Но это мы все приводили мелкие житейские случаи, досадные уколы действительности, на которые Галина Степановна, имея пока что здоровые нервы, старалась не очень обращать внимание. А была с ней история далеко не мимолетная. Это когда она переходила на другую работу. Дело в том, что Галина Степановна, выйдя замуж и вскорости забеременев, решила устроиться работать куда-нибудь поближе к новому месту жительства. А то ей раньше приходилось ездить на электричке и двух автобусах. Далековато, все-таки.
Но она не учла одной детали. Как известно, на кадрах у нас сидят повсюду люди тертые, стреляные воробьи, которые человека насквозь видят. А уж беременную женщину определяют с полувзгляда. Почище гинекологов. Потому что беременная женщина для кадровиков - бич. Она - по ихней классификации - числится где-то посредине между алкоголиком и диверсантом.
Так что Галочка за две недели экскурсий по предприятиям ничего не выходила. Отовсюду ее вежливо выпроваживали, несмотря на дефицитную специальность (она копировщицей работала).
Тогда Галочка применила военную хитрость. Накинула на плечи этот самый оренбургский пуховый платок, мамину широкую юбку надела - и в таком затрапезном виде отправилась куда-то, в Цветметпроект, что ли.

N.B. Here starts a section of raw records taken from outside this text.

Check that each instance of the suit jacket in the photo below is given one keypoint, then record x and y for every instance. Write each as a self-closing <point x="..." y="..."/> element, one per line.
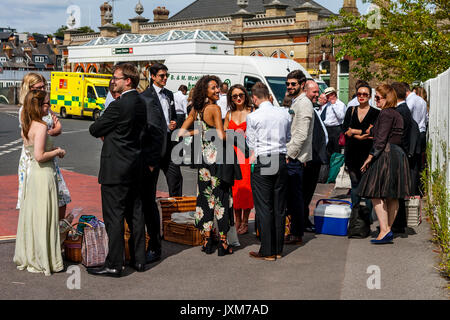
<point x="300" y="145"/>
<point x="411" y="133"/>
<point x="121" y="125"/>
<point x="319" y="145"/>
<point x="154" y="106"/>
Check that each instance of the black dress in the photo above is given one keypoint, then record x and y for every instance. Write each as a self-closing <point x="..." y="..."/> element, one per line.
<point x="388" y="174"/>
<point x="356" y="151"/>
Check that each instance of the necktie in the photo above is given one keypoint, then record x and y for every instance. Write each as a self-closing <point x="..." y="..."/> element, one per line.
<point x="323" y="115"/>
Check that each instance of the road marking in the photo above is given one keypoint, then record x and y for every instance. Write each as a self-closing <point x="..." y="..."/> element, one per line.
<point x="7" y="238"/>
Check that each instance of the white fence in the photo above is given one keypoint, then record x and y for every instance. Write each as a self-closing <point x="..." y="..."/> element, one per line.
<point x="439" y="120"/>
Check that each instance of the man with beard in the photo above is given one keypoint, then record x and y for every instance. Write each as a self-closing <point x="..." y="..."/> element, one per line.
<point x="299" y="151"/>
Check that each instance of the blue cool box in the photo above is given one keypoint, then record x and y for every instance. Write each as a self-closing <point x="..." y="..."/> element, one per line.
<point x="332" y="219"/>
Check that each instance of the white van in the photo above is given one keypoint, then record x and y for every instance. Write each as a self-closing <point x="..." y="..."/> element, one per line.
<point x="245" y="70"/>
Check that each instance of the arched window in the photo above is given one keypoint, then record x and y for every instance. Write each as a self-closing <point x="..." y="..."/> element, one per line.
<point x="257" y="53"/>
<point x="279" y="54"/>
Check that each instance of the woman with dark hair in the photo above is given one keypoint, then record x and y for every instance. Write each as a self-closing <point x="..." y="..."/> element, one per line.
<point x="386" y="175"/>
<point x="358" y="143"/>
<point x="240" y="106"/>
<point x="214" y="194"/>
<point x="38" y="247"/>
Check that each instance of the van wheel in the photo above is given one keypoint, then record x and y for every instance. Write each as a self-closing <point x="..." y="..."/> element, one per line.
<point x="63" y="113"/>
<point x="96" y="114"/>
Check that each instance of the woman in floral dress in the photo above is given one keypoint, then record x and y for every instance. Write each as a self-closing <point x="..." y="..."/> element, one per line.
<point x="213" y="194"/>
<point x="35" y="81"/>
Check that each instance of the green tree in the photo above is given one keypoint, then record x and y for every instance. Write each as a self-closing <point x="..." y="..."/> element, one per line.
<point x="407" y="40"/>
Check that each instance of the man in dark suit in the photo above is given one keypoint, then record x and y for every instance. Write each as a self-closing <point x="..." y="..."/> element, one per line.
<point x="121" y="127"/>
<point x="410" y="139"/>
<point x="162" y="121"/>
<point x="311" y="169"/>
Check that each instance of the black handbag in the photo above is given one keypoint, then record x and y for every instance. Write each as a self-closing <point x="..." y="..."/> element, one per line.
<point x="359" y="224"/>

Кадровичка в Цветметпроекте полтора часа из кабинета ее не выпускала. Измором хотела взять. Все ждала, что ей жарко станет и она платок этот свой подозрительный скинет. Но Галочка сцепила зубы и выдержала. Даже усилием воли заставила себя не вспотеть. А на другой день, конечно, тайное стало явным. И оскорбленная кадровичка открыла против Галины Степановны холодную войну. Не могла она пережить, что ее, старейшую работницу, двадцать лет просидевшую на кадрах и неоднократно премированную за бдительность, провела какая-то соплячка.
Нет, к начальству она не пошла. Начальство тут ничем помочь не могло, поскольку официального законоположения, направленного против беременных женщин, у нас не существует. Даже и профсоюз обязан защищать их наравне с другими трудящимися.

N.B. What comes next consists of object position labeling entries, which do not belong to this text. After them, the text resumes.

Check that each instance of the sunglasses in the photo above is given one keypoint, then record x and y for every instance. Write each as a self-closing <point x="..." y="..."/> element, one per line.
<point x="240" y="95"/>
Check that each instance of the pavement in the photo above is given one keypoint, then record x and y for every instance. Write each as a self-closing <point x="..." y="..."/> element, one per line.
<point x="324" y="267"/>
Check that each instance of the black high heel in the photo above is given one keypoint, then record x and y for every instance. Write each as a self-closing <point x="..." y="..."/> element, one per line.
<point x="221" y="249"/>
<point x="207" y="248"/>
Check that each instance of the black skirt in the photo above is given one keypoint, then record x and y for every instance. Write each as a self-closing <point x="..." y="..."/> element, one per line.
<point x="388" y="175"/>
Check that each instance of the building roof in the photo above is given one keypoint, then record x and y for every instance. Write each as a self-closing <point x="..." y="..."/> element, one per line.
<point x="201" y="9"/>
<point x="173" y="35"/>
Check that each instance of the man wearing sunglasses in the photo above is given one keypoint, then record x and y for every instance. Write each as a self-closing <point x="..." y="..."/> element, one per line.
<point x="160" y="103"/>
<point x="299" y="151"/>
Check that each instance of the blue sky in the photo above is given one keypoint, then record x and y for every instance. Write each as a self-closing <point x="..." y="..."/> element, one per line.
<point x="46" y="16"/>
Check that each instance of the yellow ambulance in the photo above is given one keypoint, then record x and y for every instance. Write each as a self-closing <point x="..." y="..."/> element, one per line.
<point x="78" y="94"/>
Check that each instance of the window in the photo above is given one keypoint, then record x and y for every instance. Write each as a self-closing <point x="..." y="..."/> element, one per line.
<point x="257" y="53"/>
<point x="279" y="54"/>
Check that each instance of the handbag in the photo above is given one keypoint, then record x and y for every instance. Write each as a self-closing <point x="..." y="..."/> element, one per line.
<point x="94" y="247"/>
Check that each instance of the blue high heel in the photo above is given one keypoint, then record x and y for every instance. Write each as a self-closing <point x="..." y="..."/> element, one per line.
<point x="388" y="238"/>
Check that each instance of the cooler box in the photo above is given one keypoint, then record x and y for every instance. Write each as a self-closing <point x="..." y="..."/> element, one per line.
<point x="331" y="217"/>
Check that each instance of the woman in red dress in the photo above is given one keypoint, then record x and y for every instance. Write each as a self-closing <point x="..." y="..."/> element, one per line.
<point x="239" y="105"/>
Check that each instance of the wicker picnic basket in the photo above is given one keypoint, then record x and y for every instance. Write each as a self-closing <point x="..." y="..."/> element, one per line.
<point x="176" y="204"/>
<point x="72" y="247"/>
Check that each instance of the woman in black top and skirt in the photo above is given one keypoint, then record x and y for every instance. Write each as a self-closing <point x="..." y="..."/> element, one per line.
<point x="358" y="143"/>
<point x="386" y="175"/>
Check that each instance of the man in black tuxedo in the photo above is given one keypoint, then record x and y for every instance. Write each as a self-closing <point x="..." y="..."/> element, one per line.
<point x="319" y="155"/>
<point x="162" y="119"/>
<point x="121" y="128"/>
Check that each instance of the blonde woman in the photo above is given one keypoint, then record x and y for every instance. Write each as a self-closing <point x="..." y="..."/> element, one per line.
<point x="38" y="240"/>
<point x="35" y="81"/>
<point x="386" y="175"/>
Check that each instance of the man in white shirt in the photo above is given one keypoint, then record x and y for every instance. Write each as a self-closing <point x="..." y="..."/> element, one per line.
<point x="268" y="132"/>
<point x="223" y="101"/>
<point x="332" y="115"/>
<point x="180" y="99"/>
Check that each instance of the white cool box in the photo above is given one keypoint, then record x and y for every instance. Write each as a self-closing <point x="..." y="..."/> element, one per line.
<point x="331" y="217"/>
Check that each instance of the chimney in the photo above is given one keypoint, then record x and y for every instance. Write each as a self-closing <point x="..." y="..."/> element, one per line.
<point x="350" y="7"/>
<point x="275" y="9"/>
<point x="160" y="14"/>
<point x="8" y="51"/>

Она по-другому сделала. Стала ходить из отдела в отдел и шептать своим приятельницам:
- Видели новенькую?.. Авантюристка!.. Такой овечкой прикинулась, такой тихоней, а сама беременная по пятому месяцу. Вот змеюка!.. Будет теперь тянуть с нас декретные. Ну, я ей так не спущу! Наплачется она у меня.
И эта грымза сдержала свое слово.
Она поедом ела Галочку до самого декретного отпуска, до последнего дня и часа.